A recent article in the regional newspaper Il Tirreno, which is published in Livorno, comments on the next-door village of Gombereto for its “quasi auto-gestione” (almost self-management) i.e. it does not wait for the comune, or even the province to do things for it, but gets on with doing them itself. The article quotes several of the projects which the villagers of Gombereto have been involved in in order to beautify the place and improve its living quality. These include:
- Restoration of the chiesina (chapel) of the Madonna of the seven sorrows. I’ve mentioned this in a previous post at https://longoio.wordpress.com/2013/07/03/a-local-visitation/ and just want to add that the work didn’t just involve painting and stonework but also restoring fittings, from the confessional to the altar to the canvases to the priest’s vestments, some of which date back to the eighteenth century.
- Cleaning up of the war memorial which previously had become almost blackened with dirt and moss.
- Restoration of the public fountain. This fountain recently started to spout wine until it was discovered that the stream feeding it ran through an underground cellar where several demi-johns had been shattered by the earthquakes of this year.
- Tidying up of the central square and the placing of benches there, so that locals can meet and chat while the children play.
All this work was done voluntarily and only the cost of material was refunded to the volunteers. What is even more remarkable is that, of the sixty inhabitants of Gombereto, forty are involved in the “Associazione paesana” (or village association) organizing the efforts.
Other villages in the area have already their own associations. Vico Pancellorum has its “risveglio” as do Crasciana and Casabasciana and several others are organising theirs too.
Not only do the village associations care for their environment: they also organize events through the year. Gombereto has five major events for this year: the Befana in January, the Maggio in June, the Mediaeval Festa in August, the celebration of the Madonna of Seven Sorrows in September and the Necciata or chestnut pancake festival in October. Would it were so for some other villages!
Regrettably, Longoio has a reputation for being somewhat uncoordinated and factious. Each village is meant to have a reputation for something according to those living outside it. In the often-quoted example of the hostility between Crasciana and Casabasciana, which are next to each other, this is partly true, partly tongue-in-cheek. But often it is difficult to know how accurate these statements are.
Clearly, the presence of a shop, church and bar helps in social cohesion. Longoio’s bar was closed well before we arrived in 2005, its shop stopped trading in 2007 and the chiesina is open for worship perhaps once a year and then serviced by a priest who does not even belong to its parish.
As for Feste in Longoio: there used to be an annual Festa around the chiesina where everyone contributed a dish and ate “al fresco” on tables under the trees.

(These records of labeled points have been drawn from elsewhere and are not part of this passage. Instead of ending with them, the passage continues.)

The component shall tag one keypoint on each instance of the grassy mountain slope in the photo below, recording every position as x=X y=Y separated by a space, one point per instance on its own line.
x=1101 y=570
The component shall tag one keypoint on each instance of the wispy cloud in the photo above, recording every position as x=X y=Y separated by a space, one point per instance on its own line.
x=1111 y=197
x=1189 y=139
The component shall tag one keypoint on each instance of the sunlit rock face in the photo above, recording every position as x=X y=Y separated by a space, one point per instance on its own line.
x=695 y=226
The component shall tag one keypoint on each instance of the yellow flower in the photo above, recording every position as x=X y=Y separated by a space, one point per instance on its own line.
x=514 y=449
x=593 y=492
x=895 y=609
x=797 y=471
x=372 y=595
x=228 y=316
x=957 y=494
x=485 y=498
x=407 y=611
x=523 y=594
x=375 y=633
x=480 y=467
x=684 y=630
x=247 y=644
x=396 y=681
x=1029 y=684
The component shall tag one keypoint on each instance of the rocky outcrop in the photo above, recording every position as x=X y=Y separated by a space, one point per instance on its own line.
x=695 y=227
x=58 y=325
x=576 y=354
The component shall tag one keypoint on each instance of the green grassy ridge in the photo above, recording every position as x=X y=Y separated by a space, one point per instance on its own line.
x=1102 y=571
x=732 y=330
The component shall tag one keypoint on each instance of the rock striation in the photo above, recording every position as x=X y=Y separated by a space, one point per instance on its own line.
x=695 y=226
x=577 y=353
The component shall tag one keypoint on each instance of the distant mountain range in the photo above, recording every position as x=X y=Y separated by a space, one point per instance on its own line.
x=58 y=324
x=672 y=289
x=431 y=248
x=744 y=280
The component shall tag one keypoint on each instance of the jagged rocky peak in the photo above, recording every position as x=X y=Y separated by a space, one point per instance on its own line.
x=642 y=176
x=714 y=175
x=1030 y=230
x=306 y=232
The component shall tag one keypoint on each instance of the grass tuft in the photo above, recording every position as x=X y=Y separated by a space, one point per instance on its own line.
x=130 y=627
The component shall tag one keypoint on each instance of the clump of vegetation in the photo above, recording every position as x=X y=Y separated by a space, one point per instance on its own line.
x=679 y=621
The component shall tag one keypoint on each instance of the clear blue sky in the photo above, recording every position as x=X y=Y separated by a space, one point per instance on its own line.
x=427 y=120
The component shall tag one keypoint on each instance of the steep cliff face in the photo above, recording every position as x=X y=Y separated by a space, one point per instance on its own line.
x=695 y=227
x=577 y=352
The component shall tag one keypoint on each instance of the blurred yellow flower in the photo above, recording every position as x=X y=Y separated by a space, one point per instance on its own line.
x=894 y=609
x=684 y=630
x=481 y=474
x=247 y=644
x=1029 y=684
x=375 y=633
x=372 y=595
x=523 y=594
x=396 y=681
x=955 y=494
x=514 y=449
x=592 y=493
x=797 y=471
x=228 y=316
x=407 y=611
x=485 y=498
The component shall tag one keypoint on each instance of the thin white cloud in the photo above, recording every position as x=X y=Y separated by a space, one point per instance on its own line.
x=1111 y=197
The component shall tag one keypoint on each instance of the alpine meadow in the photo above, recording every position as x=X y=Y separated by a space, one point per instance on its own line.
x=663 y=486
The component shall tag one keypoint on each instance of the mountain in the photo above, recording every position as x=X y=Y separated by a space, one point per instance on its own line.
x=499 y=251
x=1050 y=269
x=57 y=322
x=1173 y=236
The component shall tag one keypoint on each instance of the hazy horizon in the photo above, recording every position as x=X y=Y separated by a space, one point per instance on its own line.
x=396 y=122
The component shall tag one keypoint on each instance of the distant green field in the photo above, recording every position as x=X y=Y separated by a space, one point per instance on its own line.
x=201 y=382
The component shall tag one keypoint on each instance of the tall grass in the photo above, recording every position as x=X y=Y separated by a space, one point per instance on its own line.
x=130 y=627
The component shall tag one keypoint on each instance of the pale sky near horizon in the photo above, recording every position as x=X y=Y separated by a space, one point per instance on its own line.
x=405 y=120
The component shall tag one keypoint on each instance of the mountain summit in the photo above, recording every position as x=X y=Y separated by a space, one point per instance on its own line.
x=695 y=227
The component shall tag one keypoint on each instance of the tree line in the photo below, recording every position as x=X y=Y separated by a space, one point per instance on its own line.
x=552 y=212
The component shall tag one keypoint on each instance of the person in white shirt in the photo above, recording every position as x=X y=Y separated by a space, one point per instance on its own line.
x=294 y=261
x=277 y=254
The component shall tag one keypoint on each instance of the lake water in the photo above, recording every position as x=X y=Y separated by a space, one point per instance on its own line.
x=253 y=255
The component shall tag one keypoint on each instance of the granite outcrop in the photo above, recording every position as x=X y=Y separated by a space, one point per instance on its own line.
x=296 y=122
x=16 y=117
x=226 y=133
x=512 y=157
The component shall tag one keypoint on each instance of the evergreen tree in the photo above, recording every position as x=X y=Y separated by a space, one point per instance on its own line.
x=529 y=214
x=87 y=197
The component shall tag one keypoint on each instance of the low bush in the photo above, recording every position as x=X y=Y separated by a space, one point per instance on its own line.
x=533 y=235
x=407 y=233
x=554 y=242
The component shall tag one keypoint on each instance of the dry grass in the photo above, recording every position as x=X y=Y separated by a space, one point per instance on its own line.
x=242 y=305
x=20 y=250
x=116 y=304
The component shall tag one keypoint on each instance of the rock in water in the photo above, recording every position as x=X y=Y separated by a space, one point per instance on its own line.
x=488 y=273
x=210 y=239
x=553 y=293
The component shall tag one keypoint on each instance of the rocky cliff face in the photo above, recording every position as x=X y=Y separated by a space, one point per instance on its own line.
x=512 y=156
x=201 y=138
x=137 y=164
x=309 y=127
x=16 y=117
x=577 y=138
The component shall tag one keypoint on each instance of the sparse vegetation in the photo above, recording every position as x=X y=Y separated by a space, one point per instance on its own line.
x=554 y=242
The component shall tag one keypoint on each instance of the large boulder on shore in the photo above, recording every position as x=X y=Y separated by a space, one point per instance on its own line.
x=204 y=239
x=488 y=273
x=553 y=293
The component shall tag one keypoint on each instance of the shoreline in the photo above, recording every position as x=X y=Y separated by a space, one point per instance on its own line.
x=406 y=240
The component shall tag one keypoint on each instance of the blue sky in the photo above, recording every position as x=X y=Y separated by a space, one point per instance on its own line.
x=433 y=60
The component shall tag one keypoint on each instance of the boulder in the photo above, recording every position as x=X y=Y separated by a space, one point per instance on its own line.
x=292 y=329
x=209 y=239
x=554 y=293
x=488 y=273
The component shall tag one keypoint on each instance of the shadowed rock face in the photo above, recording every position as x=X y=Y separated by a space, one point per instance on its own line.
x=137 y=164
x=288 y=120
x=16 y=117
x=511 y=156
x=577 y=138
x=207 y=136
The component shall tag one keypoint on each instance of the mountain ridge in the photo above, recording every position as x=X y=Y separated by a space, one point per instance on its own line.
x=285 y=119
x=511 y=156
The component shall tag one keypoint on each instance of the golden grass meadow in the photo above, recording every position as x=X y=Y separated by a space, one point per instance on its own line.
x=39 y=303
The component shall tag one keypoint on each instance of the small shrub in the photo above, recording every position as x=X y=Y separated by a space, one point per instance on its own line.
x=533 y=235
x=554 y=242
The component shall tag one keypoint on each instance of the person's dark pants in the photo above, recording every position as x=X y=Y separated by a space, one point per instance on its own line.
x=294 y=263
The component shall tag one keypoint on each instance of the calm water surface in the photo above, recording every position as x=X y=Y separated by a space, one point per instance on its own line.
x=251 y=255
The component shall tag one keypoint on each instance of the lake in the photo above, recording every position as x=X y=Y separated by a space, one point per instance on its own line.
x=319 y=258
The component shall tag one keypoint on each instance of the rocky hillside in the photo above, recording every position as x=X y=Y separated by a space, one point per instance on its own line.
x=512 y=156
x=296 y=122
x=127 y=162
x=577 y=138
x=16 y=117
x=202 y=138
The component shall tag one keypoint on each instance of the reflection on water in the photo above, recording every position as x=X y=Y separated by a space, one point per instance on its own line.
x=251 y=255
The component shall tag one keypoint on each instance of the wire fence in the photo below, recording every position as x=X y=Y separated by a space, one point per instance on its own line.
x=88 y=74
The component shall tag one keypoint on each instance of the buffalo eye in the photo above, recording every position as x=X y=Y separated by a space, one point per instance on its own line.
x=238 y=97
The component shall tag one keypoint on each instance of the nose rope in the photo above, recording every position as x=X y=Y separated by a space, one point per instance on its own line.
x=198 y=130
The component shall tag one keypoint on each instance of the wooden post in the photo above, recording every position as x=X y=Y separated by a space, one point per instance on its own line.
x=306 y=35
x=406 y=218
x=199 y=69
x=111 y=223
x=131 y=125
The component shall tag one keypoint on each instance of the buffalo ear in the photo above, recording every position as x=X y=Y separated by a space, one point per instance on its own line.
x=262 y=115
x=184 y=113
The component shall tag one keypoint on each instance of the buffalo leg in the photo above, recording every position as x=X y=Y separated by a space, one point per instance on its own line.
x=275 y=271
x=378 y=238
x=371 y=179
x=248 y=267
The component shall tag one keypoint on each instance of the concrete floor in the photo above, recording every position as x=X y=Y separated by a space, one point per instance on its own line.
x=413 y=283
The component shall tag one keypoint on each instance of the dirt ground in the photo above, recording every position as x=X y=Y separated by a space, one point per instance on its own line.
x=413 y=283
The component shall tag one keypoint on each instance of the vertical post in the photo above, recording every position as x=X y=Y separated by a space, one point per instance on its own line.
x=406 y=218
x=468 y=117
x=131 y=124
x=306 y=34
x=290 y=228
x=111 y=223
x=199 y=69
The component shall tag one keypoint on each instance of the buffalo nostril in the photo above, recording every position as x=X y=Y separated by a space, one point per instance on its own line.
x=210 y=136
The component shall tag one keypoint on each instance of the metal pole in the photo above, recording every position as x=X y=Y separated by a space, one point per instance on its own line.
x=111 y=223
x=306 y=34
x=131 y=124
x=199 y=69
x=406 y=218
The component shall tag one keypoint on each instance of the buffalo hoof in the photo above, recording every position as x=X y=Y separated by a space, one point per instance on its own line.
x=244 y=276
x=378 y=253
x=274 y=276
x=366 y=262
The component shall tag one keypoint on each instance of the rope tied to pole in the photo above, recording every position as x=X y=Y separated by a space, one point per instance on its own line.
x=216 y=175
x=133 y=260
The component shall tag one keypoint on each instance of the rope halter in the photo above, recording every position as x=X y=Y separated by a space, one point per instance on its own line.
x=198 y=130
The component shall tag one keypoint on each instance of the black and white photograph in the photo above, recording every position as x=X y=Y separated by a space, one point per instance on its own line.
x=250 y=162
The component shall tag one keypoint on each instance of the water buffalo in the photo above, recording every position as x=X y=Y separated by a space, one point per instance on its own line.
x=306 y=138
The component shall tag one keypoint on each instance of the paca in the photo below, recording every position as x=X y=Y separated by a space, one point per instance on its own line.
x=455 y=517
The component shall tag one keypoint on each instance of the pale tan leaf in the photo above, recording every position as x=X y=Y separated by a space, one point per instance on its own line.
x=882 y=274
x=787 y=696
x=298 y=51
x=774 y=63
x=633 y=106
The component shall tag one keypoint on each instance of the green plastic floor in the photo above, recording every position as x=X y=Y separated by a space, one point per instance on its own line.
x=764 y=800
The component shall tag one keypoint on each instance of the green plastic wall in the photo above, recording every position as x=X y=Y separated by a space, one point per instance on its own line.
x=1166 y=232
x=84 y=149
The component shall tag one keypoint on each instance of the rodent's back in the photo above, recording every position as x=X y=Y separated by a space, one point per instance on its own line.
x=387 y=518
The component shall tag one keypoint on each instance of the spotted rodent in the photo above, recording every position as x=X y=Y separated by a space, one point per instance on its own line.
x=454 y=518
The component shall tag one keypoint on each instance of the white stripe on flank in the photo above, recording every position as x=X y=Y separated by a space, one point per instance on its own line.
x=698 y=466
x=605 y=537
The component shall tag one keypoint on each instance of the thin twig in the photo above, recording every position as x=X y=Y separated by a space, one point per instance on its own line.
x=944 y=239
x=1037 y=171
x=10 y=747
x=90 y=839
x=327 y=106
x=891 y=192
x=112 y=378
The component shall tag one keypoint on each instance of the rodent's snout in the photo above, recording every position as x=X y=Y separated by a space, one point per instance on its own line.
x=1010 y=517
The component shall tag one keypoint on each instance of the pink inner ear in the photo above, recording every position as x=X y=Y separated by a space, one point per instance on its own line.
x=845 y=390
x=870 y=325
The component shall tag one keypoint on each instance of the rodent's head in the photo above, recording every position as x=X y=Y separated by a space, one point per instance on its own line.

A courtyard around a house was used for a poetry festival in 2008, and again in 2009, but fears of an impending collapse of the wall of a ruined building in front of it caused the organiser to move it to the chiesina in 2010, 2011 and 2012.
A poetry festival should be seen as a good sign but the organiser came from Pisa (although he has a holiday home in Longoio) and the majority of the poets were his friends, imported in, so to say, although every efforts was made to involve the local community, especially its children who, helped by their local primary school teachers recited their poems as did an inimitable village lady who, regrettably, is now no longer with us.
Of course, a poetry evening may not appeal to everyone in Longoio but it is significant that this year it has been moved to more dynamic Gombereto where, tomorrow Friday evening, at 8.30 PM, in the church of Our Lady of the seven sorrows, after the rosary, poets of all genres will recite their creations. More likely to appeal here would be a chestnut festival as used to be held in the past around October. The last chestnut festival here took place in 2008 but, again, there were just a handful of people collecting the chestnuts, not of a particularly good quality, and who actually came from a nearby village.
So, sadly, my conclusion is that in Longoio there is as much social solidarity as could be found in a tourist hotel among the guests and that it is still far from coming anywhere near the virtuous self-help example of Gombereto.